What a Storming Idea

Firstly, an important disclosure — having only just stumbled across the practice of Event Storming, I’ve not yet had the opportunity to experiment with it myself. However, sometimes a concept/practice makes such immediate sense in one’s mind, that one feels compelled to talk about it!

This post feels like quite a natural successor to my previous post on Event-driven Architecture. In that post, I discussed some of the tangible benefits of EDA, and this follow up introduces the practice of Event Storming, a fledgling Domain Driven Design influenced practice that goes hand in hand with EDA to assist product teams in exploring the complexity of their business domain.

It’s not my intention to write a long article on Event Storming — I encourage you to read Alberto Brandolini’s introduction instead — but I want to share my biggest takeaways from this new learning.

The Domain-Relational Impedance Mismatch

In my experience of domain modelling, the biggest mistake I’ve seen made, time and time again, is to fail to involve the most important people ‘in the room’. The reason for this is that far too many projects take a persistence oriented approach to modelling, as opposed to a business oriented approach. Put simply, by tending to address model genesis using only technical team members, teams get sucked into allowing technical persistence concerns to shape their modelling approach. It’s not unusual for domain experts to be involved only at the user interface level, leaving software engineers and DBAs to make decisions that they are probably the least qualified to be making. The ultimate success of a software project resides on how well domain complexity has been tackled, and so it seems crazy for domain experts to be absent from the modelling process.

Let’s be absolutely clear — a domain model exists in spite of persistence technology, not because of it. A model is not a technical concept; it is a reflection of a business domain that exists in real-life, not inside a machine.

“A domain model exists in spite of persistence technology, not because of it.”

Whilst NoSQL technology is becoming more popular, it’s still fairly normal to see domain modelling tackled using entity relationship (ER) diagrams — something quite familiar to engineers and DBAs. That wily old fox, the relational model, is still recognised by many as the de facto way to practice domain modelling.

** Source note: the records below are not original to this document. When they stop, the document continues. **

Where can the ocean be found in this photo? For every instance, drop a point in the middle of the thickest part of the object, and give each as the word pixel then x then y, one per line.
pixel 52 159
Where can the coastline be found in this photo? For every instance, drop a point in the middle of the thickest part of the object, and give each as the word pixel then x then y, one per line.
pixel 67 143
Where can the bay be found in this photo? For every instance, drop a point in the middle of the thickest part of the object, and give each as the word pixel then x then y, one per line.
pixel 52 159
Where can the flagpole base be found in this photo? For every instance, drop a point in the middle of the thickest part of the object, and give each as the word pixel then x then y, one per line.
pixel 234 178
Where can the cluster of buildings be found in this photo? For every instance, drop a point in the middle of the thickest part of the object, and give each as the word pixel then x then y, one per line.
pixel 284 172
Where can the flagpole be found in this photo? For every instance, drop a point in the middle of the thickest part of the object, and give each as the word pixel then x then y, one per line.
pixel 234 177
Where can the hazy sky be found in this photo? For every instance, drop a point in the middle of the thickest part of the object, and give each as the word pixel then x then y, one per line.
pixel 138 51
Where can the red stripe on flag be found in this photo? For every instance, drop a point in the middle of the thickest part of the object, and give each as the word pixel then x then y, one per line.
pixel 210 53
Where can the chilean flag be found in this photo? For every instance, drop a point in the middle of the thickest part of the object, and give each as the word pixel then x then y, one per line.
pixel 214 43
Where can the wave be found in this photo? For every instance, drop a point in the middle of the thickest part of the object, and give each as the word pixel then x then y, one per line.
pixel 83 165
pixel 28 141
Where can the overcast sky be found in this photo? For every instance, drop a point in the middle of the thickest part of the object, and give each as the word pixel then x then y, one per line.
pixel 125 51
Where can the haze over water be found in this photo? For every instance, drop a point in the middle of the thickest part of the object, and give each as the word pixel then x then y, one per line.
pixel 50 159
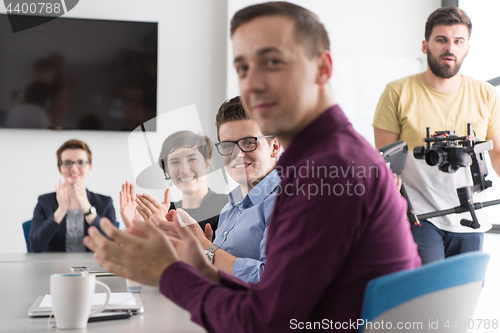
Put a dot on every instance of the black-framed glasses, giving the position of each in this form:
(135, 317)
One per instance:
(67, 164)
(249, 144)
(167, 176)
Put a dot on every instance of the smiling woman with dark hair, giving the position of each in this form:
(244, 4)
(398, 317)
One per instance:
(62, 218)
(185, 159)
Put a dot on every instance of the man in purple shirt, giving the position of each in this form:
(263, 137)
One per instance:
(338, 221)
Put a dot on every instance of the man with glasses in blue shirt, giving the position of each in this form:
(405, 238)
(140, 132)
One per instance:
(249, 157)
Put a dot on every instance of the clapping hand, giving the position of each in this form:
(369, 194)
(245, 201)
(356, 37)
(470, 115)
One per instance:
(81, 196)
(148, 206)
(128, 206)
(62, 196)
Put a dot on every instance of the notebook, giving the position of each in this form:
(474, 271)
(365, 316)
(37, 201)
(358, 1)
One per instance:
(118, 302)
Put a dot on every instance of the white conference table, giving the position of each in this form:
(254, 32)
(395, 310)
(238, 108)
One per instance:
(24, 277)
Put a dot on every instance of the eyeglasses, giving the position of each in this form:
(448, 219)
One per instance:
(225, 148)
(67, 164)
(167, 176)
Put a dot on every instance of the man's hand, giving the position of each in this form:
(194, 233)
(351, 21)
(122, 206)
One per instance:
(128, 206)
(148, 206)
(140, 258)
(189, 248)
(186, 220)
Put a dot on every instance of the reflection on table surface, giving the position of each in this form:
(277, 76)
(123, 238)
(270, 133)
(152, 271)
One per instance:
(24, 277)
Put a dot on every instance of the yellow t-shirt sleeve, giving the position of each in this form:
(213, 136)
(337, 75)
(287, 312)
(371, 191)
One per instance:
(387, 115)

However, Domain Driven Design (DDD) teaches us a much better way, and does not make room for persistence concerns in our conversations — models spawned using DDD practices typically appear very different to what they’d look like had ER modelling been applied instead.

You’re probably familiar with the object-relational impedance mismatch concept, but I think our problems extend much further than that; I believe DDD teaches us of a domain-relational impedance mismatch. That is, the relational model is not a natural fit for addressing domain model complexity, and thus should not be trusted to do so.

The light at the end of the tunnel

So, we know we’re doing it wrong, but how do we then ensure we get both the right people in the room (domain experts), and a method to support effective communication of domain complexity? This is where I believe we should look to Event Storming to help us out.

From my initial learnings on Event Storming, I can wholeheartedly say that this technique appears to offer a very attractive way to ensure focus remains on the business rather than technical implementation. It forces the right people — domain experts — to be in the room, thus ensuring core business flows are identified, bounded contexts are defined and consistency boundaries are clarified.

Event Storming does infer an event-driven architecture (EDA), but I hope my previous post serves to address why you should be doing that anyway. It finally gives us an accessible technique that allows domain experts and technical specialists to work together to tackle domain complexity effectively. It’s a really exciting prospect and I look forward to applying it both in existing and future projects.